As a matter of fact it is simply not true that we cannot afford essential public services if there is a shortage of demand for wholly unconnected consumer spending. Very obviously, if we reduce the supply of public services because of a shortfall in  private demand we are simply delivering a double whammy to the economy:  it is as if we would wish to punish ourselves for not consuming excessively,  and the sole us of the claim that we must have tax revenues to pay for public services, and that only the private sector can generate those tax revenues, is the justification for that economic imposition of harm.

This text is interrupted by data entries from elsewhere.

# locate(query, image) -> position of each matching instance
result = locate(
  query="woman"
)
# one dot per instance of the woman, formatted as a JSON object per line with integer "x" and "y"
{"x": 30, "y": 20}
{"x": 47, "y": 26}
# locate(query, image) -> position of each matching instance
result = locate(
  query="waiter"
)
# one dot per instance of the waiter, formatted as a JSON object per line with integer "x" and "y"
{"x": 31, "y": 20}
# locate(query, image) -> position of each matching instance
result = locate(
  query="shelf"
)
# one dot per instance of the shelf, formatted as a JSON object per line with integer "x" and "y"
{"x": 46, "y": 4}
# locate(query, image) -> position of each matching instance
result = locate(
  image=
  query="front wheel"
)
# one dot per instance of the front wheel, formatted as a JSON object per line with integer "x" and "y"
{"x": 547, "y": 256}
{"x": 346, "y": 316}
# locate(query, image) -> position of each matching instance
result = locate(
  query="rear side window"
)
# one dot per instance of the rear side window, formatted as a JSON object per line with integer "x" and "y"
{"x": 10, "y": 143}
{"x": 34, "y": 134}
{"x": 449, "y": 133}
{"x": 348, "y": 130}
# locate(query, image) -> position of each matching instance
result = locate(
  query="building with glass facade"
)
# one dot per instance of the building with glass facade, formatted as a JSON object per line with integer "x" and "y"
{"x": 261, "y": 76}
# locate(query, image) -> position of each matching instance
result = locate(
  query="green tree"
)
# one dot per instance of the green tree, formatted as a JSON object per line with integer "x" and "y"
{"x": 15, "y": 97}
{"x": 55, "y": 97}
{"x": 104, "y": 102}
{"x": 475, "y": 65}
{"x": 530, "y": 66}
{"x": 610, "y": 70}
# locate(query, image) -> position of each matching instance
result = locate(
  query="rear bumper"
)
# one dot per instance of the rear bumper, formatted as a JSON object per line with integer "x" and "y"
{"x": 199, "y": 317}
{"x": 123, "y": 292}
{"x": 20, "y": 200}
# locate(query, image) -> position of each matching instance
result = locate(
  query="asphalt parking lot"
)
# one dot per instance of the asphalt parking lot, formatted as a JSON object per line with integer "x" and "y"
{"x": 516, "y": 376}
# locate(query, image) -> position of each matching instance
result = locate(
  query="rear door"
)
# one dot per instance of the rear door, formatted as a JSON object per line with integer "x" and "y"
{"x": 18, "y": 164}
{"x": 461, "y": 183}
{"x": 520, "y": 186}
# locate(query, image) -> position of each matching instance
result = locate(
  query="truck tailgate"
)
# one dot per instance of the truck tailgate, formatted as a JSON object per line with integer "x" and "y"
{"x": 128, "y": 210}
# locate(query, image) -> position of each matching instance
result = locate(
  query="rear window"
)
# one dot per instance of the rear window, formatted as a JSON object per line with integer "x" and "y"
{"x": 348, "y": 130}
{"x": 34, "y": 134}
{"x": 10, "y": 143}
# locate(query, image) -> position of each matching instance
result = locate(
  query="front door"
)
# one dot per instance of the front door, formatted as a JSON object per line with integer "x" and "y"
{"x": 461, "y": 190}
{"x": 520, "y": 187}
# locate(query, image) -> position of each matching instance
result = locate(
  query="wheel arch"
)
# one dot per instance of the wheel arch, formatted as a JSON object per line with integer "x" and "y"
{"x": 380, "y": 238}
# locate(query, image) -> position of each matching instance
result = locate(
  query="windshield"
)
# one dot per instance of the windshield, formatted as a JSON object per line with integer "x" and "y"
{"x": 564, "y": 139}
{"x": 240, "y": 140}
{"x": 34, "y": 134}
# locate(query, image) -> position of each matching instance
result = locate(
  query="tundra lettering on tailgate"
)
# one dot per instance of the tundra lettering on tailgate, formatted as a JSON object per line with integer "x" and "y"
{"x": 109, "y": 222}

The reality is that tax does not pay for public services.  As I have argued in The Joy of Tax,  historically governments always spent before they taxed, and the tax that they raised was used to repay the loans they took out to initially meet their costs.  Since the time the governments have had central banks technically they have not even needed to borrow to meet their initial costs: they can just run central government deficits,  although gilt sales have traditionally, and with good reason, been associated with those deficits.  But, however it is looked at, the spend comes first and tax come second, and at a time when there is no risk of inflation (as now) but there is a high risk of  under and unemployment (as now) and at a time when there is a high demand for government bonds (as now) then there is absolutely no reason why a shortfall in tax revenues should result in a cut in government spending. Just as there is almost no overlap in the demand for and supply of public services and the demand for supply of many more marginal consumer items, so is there almost no overlap between the ability of society to pay for those public services and the flow of taxes generated by marginal consumer spending, which is the most commonly forgone spending in the event of an economic downturn.

To put it another way, the supply of health  care in this country is not dependent upon the number of handbags that we  consume.  Instead, the supply of that healthcare is entirely dependent upon our ability to pay those people who have the skills to supply it ( or education,  defence, law and order, and all the other essential services,  as well as benefit payments and social support).  And, crucially,  that ability to pay in a downturn, which may be coming our way, is not dependent upon a short-term capacity to tax but is instead dependent upon the government's ability to sell long-term debt, for which at present  there appears to be considerable demand, with no sign of that changing.  What is more, when that debt can be issued at such low cost, with almost no prospect that effective repayment will ever be demanded (as now) then to ignore that opportunity would be almost criminal.

I sincerely hope the Treasury understand this. I am not sure that they do.